I took his advice and pissed off – at least as far as the car, where I sat for a few minutes thinking. The most troubling part of the conversation was when he’d said that in his world, you stuck by your family. Did that include when they were killing people?

‘What do you reckon?’ I asked Flinders as we drove away. He wasn’t saying much, but five minutes into the drive, as I was turning onto the highway, he emitted a low growl. I glanced into the rear-view mirror. It was busy back there. Trucks, cars, utes of every description, motorbikes, B-doubles. And white delivery vans – oh so many white delivery vans. They were the worker bees of the nation’s economy.

But nothing out of the ordinary did I spot. Nobody lingering too close, no unwarranted changes of pace, no surreptitious eyes sliding in my direction.

If there was somebody on my tail, they were a damned sight better at this business than I was.

In a few minutes I came to a roadside cafe. I pulled into the parking lot and sat there, watching and waiting. Something had set my antennae twitching. Was I being followed, or was it just the afterglow of Neddy Kursk’s winning personality?

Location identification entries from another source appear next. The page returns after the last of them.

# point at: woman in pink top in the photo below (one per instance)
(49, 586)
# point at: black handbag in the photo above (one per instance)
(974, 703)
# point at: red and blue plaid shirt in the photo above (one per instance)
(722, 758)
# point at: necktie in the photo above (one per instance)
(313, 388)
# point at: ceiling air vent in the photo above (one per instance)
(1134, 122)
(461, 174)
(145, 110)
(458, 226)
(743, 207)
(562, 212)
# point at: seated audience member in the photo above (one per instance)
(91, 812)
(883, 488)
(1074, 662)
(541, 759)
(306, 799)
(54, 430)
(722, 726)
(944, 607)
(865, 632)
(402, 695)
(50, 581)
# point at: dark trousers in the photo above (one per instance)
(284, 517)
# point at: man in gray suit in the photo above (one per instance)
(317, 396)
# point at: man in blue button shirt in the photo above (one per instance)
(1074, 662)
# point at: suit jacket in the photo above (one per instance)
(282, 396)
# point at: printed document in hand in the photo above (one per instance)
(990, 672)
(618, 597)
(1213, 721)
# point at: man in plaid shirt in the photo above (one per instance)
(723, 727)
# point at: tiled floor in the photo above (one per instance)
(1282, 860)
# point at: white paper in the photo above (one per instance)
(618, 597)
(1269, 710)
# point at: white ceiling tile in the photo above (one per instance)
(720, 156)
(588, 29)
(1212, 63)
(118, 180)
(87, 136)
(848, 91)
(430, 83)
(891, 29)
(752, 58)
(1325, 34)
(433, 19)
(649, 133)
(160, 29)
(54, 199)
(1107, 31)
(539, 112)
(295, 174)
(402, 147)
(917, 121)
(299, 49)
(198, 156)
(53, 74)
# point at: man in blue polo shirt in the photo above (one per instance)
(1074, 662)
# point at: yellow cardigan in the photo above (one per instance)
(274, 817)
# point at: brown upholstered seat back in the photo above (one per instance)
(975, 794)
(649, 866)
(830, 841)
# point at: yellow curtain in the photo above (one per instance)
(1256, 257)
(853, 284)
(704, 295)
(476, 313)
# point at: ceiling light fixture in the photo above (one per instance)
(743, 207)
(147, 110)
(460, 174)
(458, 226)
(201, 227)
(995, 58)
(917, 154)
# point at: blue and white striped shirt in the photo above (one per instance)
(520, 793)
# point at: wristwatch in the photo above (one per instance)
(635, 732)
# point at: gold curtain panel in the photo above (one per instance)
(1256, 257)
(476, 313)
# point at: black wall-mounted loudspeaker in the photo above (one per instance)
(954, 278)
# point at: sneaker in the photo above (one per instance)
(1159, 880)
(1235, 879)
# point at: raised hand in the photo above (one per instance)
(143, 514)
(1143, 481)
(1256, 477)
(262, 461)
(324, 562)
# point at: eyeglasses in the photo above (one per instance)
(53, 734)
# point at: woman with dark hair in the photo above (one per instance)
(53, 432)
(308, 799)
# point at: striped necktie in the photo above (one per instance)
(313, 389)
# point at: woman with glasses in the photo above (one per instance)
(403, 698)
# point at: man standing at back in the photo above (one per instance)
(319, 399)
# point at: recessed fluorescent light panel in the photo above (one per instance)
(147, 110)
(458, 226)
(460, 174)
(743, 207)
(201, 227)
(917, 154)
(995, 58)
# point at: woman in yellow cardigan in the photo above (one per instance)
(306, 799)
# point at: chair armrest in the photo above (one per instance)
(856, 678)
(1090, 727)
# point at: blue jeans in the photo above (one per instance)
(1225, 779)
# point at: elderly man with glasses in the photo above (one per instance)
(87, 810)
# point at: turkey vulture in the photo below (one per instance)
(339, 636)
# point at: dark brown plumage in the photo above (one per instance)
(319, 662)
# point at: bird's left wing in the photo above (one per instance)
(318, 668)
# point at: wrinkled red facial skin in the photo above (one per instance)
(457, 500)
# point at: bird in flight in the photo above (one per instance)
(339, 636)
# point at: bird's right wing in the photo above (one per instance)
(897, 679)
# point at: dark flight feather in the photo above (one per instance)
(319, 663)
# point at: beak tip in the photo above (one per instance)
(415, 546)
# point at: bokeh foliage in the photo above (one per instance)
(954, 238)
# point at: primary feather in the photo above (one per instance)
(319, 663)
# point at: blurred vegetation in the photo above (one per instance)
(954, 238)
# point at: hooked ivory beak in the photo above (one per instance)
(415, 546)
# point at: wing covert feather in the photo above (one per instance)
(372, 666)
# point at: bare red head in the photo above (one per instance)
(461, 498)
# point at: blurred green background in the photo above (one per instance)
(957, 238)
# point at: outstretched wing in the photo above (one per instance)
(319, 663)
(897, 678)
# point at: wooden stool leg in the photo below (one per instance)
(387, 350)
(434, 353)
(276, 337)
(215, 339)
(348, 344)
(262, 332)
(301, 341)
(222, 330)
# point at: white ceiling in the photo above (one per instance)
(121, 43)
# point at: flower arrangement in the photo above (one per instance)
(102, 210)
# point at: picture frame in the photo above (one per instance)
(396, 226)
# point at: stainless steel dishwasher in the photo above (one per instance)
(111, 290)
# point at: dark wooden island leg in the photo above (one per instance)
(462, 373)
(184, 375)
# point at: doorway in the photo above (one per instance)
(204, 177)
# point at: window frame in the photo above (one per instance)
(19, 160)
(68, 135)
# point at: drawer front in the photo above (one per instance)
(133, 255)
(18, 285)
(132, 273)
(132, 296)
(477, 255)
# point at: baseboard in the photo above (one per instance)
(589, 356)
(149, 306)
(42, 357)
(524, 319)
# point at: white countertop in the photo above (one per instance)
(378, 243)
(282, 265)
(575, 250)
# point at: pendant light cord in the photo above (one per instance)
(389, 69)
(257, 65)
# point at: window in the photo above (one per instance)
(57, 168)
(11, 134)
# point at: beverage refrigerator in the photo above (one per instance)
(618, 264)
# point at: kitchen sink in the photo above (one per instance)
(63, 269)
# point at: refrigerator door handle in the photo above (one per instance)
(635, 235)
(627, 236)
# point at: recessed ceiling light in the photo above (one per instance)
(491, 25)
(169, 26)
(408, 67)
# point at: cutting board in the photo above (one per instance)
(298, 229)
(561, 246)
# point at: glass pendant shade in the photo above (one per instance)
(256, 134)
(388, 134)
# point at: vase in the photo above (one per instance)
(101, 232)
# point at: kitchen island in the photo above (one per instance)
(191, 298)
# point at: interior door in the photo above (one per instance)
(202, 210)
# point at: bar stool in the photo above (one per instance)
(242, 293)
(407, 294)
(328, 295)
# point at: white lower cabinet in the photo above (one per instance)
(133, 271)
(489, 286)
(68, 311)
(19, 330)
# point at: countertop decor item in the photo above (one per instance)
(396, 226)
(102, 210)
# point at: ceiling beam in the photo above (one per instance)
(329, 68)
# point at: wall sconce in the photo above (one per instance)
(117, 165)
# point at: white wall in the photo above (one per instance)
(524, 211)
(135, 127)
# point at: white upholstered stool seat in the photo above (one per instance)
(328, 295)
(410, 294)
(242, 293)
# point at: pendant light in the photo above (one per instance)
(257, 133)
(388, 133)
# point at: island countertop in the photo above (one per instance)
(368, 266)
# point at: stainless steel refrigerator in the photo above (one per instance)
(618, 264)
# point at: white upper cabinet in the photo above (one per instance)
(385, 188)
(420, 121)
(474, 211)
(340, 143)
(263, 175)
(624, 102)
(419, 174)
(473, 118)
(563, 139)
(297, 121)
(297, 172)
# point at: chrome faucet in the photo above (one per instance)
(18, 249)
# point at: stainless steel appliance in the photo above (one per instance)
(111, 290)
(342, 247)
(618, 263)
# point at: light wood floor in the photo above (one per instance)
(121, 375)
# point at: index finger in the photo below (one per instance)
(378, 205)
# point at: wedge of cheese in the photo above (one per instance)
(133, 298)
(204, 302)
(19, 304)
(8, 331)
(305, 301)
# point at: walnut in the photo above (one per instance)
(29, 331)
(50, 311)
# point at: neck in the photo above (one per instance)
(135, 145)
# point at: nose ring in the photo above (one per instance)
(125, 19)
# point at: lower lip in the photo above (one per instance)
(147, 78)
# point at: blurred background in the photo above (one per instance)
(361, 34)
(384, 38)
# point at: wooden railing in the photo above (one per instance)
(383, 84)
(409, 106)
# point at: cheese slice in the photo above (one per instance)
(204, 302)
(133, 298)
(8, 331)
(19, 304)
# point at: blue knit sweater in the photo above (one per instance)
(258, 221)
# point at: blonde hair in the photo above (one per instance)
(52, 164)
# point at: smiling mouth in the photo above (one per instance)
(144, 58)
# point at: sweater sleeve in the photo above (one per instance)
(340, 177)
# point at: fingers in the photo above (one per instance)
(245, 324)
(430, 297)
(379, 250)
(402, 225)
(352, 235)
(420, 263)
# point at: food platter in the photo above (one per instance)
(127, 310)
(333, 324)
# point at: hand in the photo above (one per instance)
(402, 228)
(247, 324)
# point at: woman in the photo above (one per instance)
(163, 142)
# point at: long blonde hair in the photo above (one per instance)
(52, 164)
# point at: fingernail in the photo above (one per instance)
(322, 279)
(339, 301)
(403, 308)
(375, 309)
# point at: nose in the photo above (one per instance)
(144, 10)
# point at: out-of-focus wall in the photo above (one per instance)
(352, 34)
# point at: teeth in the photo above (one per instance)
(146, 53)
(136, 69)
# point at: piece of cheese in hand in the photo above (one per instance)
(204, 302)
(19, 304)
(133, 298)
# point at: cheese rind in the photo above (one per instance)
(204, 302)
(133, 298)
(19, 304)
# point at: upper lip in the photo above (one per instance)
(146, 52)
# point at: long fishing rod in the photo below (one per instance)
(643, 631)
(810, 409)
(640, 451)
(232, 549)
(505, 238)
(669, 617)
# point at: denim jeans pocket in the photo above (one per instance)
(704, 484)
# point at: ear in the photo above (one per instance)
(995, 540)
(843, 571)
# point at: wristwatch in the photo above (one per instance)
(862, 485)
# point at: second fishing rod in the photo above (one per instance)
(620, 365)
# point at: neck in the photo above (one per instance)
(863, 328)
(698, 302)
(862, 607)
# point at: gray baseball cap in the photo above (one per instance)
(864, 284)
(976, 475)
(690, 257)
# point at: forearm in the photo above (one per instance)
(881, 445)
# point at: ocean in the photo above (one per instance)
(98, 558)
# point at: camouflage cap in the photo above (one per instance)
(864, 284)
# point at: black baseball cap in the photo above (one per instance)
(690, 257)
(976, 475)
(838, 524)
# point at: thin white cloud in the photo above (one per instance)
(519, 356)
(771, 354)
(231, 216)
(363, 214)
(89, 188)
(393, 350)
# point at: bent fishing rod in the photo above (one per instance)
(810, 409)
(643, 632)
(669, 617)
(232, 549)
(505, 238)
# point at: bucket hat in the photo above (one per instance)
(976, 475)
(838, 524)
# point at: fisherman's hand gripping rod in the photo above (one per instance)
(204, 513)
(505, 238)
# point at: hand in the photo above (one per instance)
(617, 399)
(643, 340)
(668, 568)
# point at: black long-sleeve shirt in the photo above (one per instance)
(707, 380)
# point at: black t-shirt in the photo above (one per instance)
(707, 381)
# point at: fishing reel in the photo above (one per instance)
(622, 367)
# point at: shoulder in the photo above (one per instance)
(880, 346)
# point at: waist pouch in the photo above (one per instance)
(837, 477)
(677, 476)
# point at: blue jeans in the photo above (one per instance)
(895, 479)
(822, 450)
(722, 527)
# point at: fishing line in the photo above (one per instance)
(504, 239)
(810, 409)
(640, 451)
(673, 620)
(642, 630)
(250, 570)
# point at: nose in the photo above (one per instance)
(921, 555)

I studied the passing traffic for a full five minutes.

Nothing.

Settle down, I told myself. You won’t get anywhere if you go jumping at shadows. I tied Flinders up outside the cafe then went in and ordered a burger. I took a seat by the window, where I could keep an eye on the dog and the car park. The diner was buzzing; maybe twenty people came in while I was there and most of the seats were taken at any one time. When I’d finished the meal, I ordered a coffee and studied my notes on the case. The coffee was weak and watery and the notes weren’t much better.

Time to start on a mind map?

Nope. Too early. I’d been in situations like this before. I have a tendency to overthink, to get bogged down in possibilities and potential, overlook the obvious. What I needed was more detailed information. Hard facts. All I could do was push on, accumulate, sift and sieve. Keep talking to people, look into dark corners.

If there was somebody on my tail, I’d spring them sooner or later.